Before we move on to the formal definition of cohesiveness, let us introduce some terminology that classifies vertices and edges of a graph G according to their relationship to a selected group of vertices V0. Vertices of V0 are called internal vertices, while vertices not in V0 are called external vertices. An edge that is situated between two internal vertices is an internal edge, an edge going between an internal and an external vertex is a boundary edge, and an edge between two external vertices is an external edge. An internal vertex incident on at least one boundary edge is an internal boundary vertex, while an external vertex incident on at least one boundary edge is an external boundary vertex.
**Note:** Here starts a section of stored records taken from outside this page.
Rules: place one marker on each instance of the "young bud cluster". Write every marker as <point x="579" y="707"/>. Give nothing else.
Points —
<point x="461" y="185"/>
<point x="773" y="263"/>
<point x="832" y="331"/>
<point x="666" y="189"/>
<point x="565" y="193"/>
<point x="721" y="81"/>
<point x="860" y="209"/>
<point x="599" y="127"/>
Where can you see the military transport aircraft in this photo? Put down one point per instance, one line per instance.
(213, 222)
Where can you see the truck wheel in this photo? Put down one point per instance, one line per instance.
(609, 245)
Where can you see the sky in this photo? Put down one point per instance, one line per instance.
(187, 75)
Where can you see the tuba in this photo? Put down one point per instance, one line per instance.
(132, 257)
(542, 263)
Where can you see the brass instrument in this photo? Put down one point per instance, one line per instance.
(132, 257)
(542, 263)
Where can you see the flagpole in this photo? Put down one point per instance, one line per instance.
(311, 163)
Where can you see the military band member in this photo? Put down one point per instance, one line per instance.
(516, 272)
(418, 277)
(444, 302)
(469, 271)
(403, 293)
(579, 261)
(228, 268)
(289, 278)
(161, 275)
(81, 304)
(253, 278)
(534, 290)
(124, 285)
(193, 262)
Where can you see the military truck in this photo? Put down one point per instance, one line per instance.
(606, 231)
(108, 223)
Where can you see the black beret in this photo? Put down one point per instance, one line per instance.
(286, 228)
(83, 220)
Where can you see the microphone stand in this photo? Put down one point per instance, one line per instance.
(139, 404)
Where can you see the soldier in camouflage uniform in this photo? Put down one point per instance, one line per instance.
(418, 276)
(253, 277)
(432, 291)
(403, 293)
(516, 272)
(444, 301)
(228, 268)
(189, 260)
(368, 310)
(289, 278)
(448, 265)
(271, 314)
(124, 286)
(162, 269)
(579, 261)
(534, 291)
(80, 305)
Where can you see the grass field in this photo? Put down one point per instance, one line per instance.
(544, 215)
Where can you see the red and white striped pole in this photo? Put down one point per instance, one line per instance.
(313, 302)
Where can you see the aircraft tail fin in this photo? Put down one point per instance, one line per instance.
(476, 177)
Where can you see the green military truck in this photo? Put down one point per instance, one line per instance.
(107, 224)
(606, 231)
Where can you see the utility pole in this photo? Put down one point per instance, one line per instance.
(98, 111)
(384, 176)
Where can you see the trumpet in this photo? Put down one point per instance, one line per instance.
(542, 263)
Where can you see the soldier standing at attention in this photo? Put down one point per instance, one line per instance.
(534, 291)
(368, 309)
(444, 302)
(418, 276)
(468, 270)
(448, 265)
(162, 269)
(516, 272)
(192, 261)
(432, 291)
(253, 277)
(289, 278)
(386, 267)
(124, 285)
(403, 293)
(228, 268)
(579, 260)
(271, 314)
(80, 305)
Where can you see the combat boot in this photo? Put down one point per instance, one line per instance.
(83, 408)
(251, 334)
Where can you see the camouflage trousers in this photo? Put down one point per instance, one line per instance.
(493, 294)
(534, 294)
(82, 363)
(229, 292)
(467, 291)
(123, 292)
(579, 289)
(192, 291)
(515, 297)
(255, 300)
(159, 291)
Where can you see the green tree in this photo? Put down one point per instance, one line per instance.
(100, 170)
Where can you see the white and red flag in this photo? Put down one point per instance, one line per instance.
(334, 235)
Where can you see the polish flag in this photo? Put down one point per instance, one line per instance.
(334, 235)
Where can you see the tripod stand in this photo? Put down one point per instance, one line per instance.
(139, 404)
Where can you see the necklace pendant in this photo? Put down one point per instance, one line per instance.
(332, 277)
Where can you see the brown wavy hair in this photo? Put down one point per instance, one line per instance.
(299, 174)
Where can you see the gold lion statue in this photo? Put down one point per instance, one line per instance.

The following figure illustrates these concepts:

images/cohesive_subgroup.png

Here, V0 itself is denoted by a shaded background, which delimits internal and external vertices. Thick black edges are internal, thin black edges are boundary edges, while thin gray dashed edges are completely external. Vertices marked by a letter are (internal or external) boundary vertices.

The quality of the group can be assessed by the number of internal edges divided by the sum of the number of internal and boundary edges. This quality measure is driven by the fact that a well-defined group should have many internal edges and only a few boundary edges; in other words, the boundary of the group should be sharp. If the edges have weights (i.e. a numeric value assigned to each edge that quantifies how reliable that edge is or how confident we are in its existence), the same guidelines apply, but the number of edges should be replaced by the total confidence associated to those edges. Whenever you have such confidence values, store them in a numeric edge attribute in Cytoscape and use that attribute to drive the cluster growth process. From now on, such confidence values will simply be called edge weights and the above mentioned quality measure will be referred to as cohesiveness.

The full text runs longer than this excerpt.